The Case Study section of Insulin concludes with questions about the case being presented. A summary of the responses we receive for each case study will appear in the next issue along with a new case study (and its accompanying questions).
Apr 2007
Chief Complaint: A 26-year-old black woman with type 2 diabetes mellitus (DM) presents to your office after being told by her primary care physician that her DM was poorly controlled.
History of Present Illness: The patient received a diagnosis of DM 6 years ago when she sought medical attention for polydipsia and polyuria. After several months of diet and exercise, the patient was started on metformin 1000 mg twice daily. Although the patient’s glycosylated hemoglobin (A1C) level improved markedly with this therapy, she experienced severe nausea. She was then started on acarbose 25 mg 3 times daily with meals but discontinued it due to severe gastrointestinal distress. The patient was then switched to glimepiride 4 mg daily but experienced postprandial hypoglycaemia with blood glucose (BG) levels between 50 and 69 mg/dL. The patient is currently not taking any medication for DM due to these adverse effects. She states that she has been checking her BG levels conscientiously and has preprandial BG levels of 90 to 100 mg/dL. She does not check her postprandial BG levels.
Medical History: In addition to type 2 DM, the patient has a history of peptic ulcer disease for which she takes omeprazole 40 mg daily. There is a remote history of nonspecific gastric surgery. She also has dyslipidemia, which is treated with atorvastatin 10 mg/d, and asthma, which is controlled with an albuterol metered dose inhaler.

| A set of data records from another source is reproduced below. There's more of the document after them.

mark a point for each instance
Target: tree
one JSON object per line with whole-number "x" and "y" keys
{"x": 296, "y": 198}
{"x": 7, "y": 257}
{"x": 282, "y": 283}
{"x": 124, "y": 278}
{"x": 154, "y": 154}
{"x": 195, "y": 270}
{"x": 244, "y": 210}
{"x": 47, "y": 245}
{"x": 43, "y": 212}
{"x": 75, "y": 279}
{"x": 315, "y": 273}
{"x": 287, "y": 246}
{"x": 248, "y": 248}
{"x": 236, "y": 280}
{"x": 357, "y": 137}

Social History: The patient has smoked 1 pack of cigarettes daily for 8 years and drinks ~6 beers a day on weekends. Occasionally she also drinks 2 or 3 shots of whiskey on weekends. She states that she has little time to eat a healthy diet and that she tries to supplement her meals with fruit juice as snacks. Another physician started her on dietary fiber 2 years ago, but she has since discontinued it. She is married, has 4 children, and works as a secretary.

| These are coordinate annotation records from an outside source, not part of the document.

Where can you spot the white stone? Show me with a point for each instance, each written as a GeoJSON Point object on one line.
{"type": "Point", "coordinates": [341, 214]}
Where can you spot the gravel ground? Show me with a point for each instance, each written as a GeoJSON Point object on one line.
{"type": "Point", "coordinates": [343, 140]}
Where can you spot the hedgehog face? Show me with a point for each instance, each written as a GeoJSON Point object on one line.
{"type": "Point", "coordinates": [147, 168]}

Physical Exam: The patient weighed 180 pounds and was 5 feet 4 inches tall. She was not in acute distress. Her vital signs were as follows: temperature, 99.0°F; heart rate, 76 beats/min; and blood pressure, 140/82 mm Hg. Examination of the head, eyes, ears, nose, and throat was significant only for pseudo–Argyll Robertson pupils. The patient’s chest and heart examinations were both within normal limits. Her abdomen was soft, protuberant, and nontender, with normal bowel sounds in all 4 quadrants. There was no hepatosplenomegaly. Well-healed postsurgical scarring was observed. Extremity examination revealed 1+ bilateral pitting edema with strong pedal pulses. No neurologic deficit was present.
Lab Results: The following are her lab results: A1C, 7.3%; fasting BG level, 102 mg/dL; and postprandial BG levels, 189 mg/dL, 145 mg/dL, and 115 mg/dL (1, 2, and 3 hours after eating, respectively). Her lipid profile was: total cholesterol, 222 mg/dL; triglycerides, 165 mg/dL; high-density lipoprotein, 47 mg/dL; and low-density lipoprotein (LDL), 151 mg/dL. Fibrinogen level was 297 mg/dL (normal range, 200–400 mg/dL). C-reactive protein was 0.8 mg/dL (normal range, 0.0–0.5 mg/dL).